National sevens team
- Years: Team /  / Comps
- 2025–: New Zealand Sevens

= Kele Lasaqa =

New Zealand rugby union player

Kele Lasaqa is a New Zealand rugby union player who plays as a winger for Bay of Plenty Steamers in the National Provincial Championship, and the New Zealand national rugby sevens team.

==Early life==
Lasaqa attended Tauranga Boys' College. He was part of their rugby team which won the New Zealand national under-15 tournament, and then the prestigious Super 8 schools title in 2024, for the first time since 1999, as well as the Condors Sevens title.

==Career==
Lasaqa plays on the wing for Bay of Plenty Steamers in the National Provincial Championship. For Bay of Plenty he scored five tries in six games and was promoted to the New Zealand Under-18 Sevens team. Lasaqa was part of the New Zealand Development team that participated in the Coral Coast Fiji 7s in Sigatoka, Fiji.

Lasaqa made his debut for the senior New Zealand national rugby sevens team as they won the 2025 Dubai Sevens, part of the 2025-26 SVNS series in November 2025. His performances included a match-clinching last minute tackle in a 21–17 win over Great Britain in the pool stage.
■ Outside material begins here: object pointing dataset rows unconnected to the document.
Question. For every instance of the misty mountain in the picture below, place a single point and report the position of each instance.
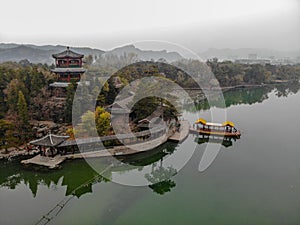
(145, 55)
(231, 54)
(39, 54)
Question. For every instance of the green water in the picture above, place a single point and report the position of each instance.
(253, 180)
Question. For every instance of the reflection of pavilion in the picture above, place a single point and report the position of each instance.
(48, 144)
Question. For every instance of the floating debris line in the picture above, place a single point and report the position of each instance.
(59, 206)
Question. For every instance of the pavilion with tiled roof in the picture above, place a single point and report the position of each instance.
(68, 66)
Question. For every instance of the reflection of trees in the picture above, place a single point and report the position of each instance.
(160, 178)
(285, 90)
(75, 175)
(149, 157)
(72, 174)
(247, 96)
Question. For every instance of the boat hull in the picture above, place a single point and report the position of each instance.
(217, 133)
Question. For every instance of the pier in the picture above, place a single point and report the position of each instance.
(171, 135)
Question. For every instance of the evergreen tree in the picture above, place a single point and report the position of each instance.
(23, 115)
(71, 89)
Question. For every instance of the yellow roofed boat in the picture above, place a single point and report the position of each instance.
(226, 129)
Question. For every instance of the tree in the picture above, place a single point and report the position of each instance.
(13, 93)
(71, 89)
(102, 119)
(89, 119)
(22, 110)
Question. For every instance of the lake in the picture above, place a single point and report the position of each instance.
(252, 180)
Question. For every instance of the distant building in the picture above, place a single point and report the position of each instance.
(252, 56)
(68, 66)
(253, 61)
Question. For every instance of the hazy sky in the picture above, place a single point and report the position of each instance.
(197, 25)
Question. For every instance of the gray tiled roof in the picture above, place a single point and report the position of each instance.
(49, 140)
(68, 69)
(67, 54)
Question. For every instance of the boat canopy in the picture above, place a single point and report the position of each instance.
(203, 122)
(228, 123)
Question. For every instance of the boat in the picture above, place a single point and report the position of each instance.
(226, 129)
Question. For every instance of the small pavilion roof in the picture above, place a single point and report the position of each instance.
(67, 54)
(68, 69)
(49, 140)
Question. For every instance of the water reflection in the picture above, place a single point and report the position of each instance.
(225, 141)
(247, 96)
(75, 173)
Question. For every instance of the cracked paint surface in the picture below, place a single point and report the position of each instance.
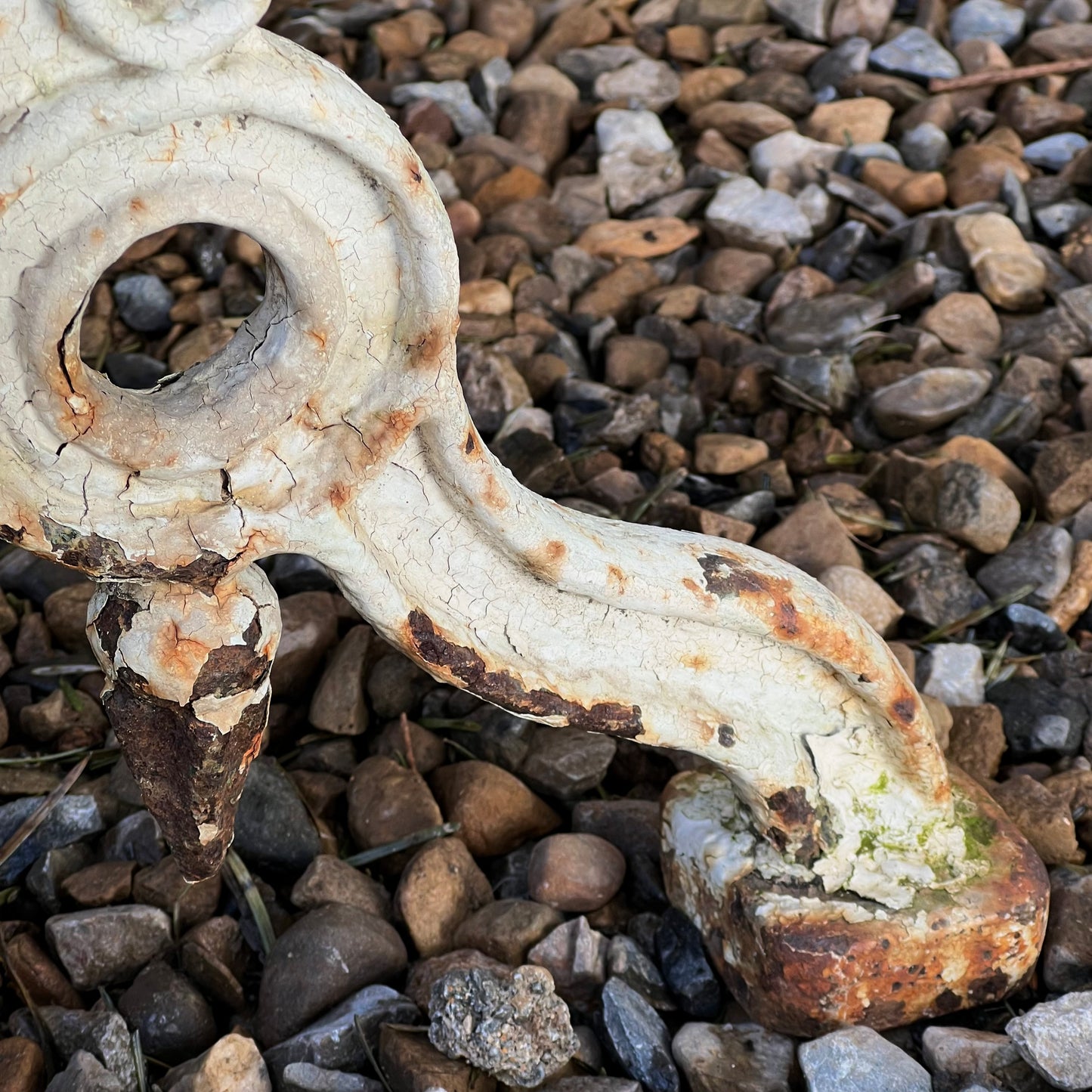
(333, 425)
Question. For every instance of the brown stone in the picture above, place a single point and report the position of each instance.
(102, 883)
(976, 173)
(507, 930)
(966, 322)
(976, 741)
(441, 888)
(426, 972)
(910, 190)
(651, 237)
(576, 873)
(1063, 475)
(164, 886)
(1042, 817)
(22, 1065)
(615, 294)
(707, 85)
(338, 704)
(853, 120)
(329, 879)
(413, 1065)
(812, 539)
(496, 812)
(388, 802)
(27, 964)
(633, 362)
(728, 453)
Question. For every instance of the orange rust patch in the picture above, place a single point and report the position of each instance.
(616, 580)
(696, 660)
(181, 655)
(545, 561)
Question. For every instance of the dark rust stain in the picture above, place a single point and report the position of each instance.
(503, 689)
(233, 669)
(102, 557)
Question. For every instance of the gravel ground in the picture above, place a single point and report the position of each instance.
(729, 265)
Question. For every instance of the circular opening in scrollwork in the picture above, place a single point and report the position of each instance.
(173, 299)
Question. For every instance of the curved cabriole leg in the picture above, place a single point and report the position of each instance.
(188, 694)
(827, 846)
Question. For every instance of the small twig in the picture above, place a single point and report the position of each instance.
(417, 838)
(404, 724)
(994, 76)
(252, 898)
(33, 821)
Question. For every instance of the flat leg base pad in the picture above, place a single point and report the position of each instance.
(805, 964)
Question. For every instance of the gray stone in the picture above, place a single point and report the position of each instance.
(1042, 557)
(272, 827)
(991, 20)
(639, 1038)
(453, 97)
(824, 324)
(1054, 1038)
(925, 147)
(859, 1060)
(643, 84)
(174, 1020)
(1054, 152)
(932, 586)
(318, 961)
(101, 1033)
(566, 763)
(71, 819)
(627, 960)
(745, 215)
(135, 838)
(927, 400)
(333, 1042)
(743, 1057)
(1066, 964)
(848, 58)
(915, 54)
(954, 674)
(510, 1023)
(304, 1077)
(1040, 716)
(1060, 218)
(144, 302)
(85, 1074)
(631, 131)
(45, 877)
(110, 945)
(806, 17)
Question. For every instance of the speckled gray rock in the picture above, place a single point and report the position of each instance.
(100, 1033)
(925, 401)
(73, 818)
(144, 302)
(925, 147)
(743, 1057)
(1054, 1038)
(85, 1074)
(638, 1038)
(989, 20)
(304, 1077)
(1042, 557)
(915, 54)
(859, 1060)
(110, 945)
(952, 674)
(510, 1025)
(333, 1042)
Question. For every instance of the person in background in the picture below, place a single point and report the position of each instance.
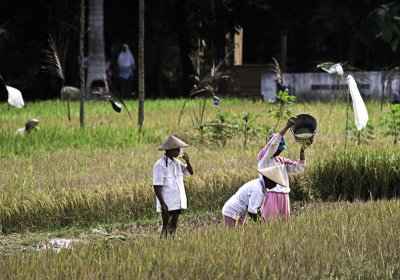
(250, 196)
(168, 184)
(30, 125)
(276, 201)
(126, 66)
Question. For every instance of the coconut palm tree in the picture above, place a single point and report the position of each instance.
(141, 65)
(96, 60)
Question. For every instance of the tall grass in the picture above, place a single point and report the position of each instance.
(329, 241)
(49, 210)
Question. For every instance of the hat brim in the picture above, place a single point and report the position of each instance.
(172, 143)
(282, 147)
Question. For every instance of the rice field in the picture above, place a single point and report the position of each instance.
(64, 178)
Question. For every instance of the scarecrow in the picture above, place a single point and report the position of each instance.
(168, 183)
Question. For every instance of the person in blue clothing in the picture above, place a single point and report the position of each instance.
(126, 66)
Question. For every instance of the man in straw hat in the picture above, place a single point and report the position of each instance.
(276, 200)
(249, 197)
(168, 183)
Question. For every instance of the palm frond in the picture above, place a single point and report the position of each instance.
(54, 57)
(111, 95)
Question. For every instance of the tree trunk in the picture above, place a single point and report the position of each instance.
(184, 45)
(81, 66)
(141, 65)
(96, 60)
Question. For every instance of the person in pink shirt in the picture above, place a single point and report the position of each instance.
(276, 201)
(248, 199)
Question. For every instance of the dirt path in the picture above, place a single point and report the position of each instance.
(18, 242)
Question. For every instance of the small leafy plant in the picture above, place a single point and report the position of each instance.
(393, 122)
(283, 109)
(363, 136)
(247, 125)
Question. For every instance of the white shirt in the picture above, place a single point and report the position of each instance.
(287, 167)
(169, 174)
(248, 198)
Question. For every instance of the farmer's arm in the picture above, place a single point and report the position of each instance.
(188, 165)
(158, 181)
(157, 190)
(289, 123)
(272, 146)
(255, 200)
(254, 217)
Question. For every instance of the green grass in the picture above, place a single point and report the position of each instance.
(326, 241)
(62, 175)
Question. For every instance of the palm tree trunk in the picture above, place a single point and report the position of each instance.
(96, 60)
(81, 67)
(141, 65)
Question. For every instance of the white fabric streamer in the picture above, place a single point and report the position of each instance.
(15, 97)
(360, 111)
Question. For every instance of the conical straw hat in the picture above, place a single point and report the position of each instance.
(172, 143)
(274, 174)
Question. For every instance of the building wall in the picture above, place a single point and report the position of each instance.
(324, 86)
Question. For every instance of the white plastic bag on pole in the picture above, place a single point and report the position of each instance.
(360, 111)
(15, 97)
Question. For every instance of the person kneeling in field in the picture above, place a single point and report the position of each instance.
(249, 197)
(276, 200)
(168, 183)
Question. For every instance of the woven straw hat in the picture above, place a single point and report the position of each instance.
(274, 174)
(172, 143)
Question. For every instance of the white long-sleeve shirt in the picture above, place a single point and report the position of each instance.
(248, 198)
(266, 159)
(168, 174)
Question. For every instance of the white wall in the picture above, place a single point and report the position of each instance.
(323, 86)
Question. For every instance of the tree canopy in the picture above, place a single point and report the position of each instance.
(365, 33)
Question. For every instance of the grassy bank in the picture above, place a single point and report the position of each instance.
(337, 240)
(62, 175)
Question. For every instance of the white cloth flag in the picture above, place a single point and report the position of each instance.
(15, 97)
(360, 111)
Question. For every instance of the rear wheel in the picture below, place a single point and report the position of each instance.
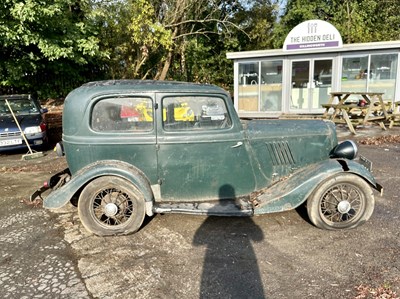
(342, 201)
(111, 206)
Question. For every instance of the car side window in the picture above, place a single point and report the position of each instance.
(195, 113)
(122, 114)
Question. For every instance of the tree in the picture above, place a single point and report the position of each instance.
(44, 44)
(356, 20)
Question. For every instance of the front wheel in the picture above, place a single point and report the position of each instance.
(111, 206)
(341, 202)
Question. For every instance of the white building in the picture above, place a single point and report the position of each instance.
(299, 78)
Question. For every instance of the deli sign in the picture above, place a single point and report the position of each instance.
(313, 34)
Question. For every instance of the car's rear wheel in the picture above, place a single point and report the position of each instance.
(341, 202)
(110, 205)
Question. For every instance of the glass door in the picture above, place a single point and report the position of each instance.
(311, 84)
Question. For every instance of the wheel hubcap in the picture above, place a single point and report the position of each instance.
(344, 207)
(111, 209)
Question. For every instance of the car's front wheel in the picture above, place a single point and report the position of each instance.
(110, 205)
(341, 202)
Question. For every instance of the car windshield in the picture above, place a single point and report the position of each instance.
(18, 106)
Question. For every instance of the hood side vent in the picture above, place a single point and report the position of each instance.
(280, 153)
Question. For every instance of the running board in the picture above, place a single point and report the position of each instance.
(211, 209)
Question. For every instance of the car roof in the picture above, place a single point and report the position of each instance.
(145, 85)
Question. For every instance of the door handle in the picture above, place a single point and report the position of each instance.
(237, 144)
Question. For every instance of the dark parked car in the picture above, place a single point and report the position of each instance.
(29, 115)
(123, 166)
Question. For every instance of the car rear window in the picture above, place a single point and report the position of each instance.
(123, 114)
(195, 113)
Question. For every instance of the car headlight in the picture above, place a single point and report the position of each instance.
(32, 130)
(347, 149)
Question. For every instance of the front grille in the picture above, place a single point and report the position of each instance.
(10, 134)
(280, 153)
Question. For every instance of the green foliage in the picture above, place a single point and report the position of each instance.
(52, 46)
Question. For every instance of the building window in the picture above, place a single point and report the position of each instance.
(260, 86)
(248, 86)
(271, 85)
(370, 73)
(382, 78)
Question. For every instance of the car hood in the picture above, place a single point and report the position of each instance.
(7, 122)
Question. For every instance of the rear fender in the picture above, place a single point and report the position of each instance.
(293, 191)
(63, 195)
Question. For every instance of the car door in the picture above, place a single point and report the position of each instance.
(201, 149)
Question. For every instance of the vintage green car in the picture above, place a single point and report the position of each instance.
(123, 168)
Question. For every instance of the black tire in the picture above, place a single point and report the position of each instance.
(343, 201)
(110, 205)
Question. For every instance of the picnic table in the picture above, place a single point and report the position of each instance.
(369, 107)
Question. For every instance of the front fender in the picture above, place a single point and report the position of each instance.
(63, 195)
(293, 191)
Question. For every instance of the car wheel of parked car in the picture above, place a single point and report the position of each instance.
(342, 201)
(110, 205)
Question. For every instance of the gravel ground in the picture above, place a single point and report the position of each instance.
(45, 254)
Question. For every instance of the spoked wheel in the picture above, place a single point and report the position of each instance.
(343, 201)
(111, 206)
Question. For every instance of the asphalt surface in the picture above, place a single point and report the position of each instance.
(46, 254)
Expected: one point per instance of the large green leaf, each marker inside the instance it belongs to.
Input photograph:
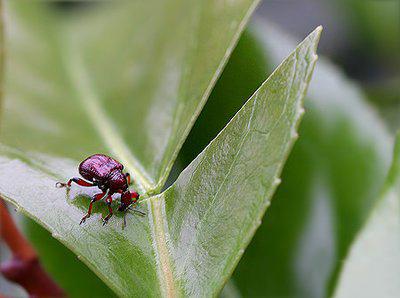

At the 2026 Singapore Sevens, Lasaqa scored a match winning try in the final minute from 65 metres out against Argentina. He was also a try scorer to help New Zealand reach the semi-finals of the 2026 Australia Sevens in a win against France. Kele Lasaqa was named Rookie SVNS Player of the Year in June 2026. He played for New Zealand U20 at the 2026 World Rugby U20 Championship.

==Personal life==
From Fijian descent, his parents moved to New Zealand in 2003 from Ucunivanua in Verata. His brother, Gideon Lasaqa, plays for the Sydney Fijian team in the Coral Coast 7s. Their cousin is fellow New Zealand rugby player Veveni Lasaqa.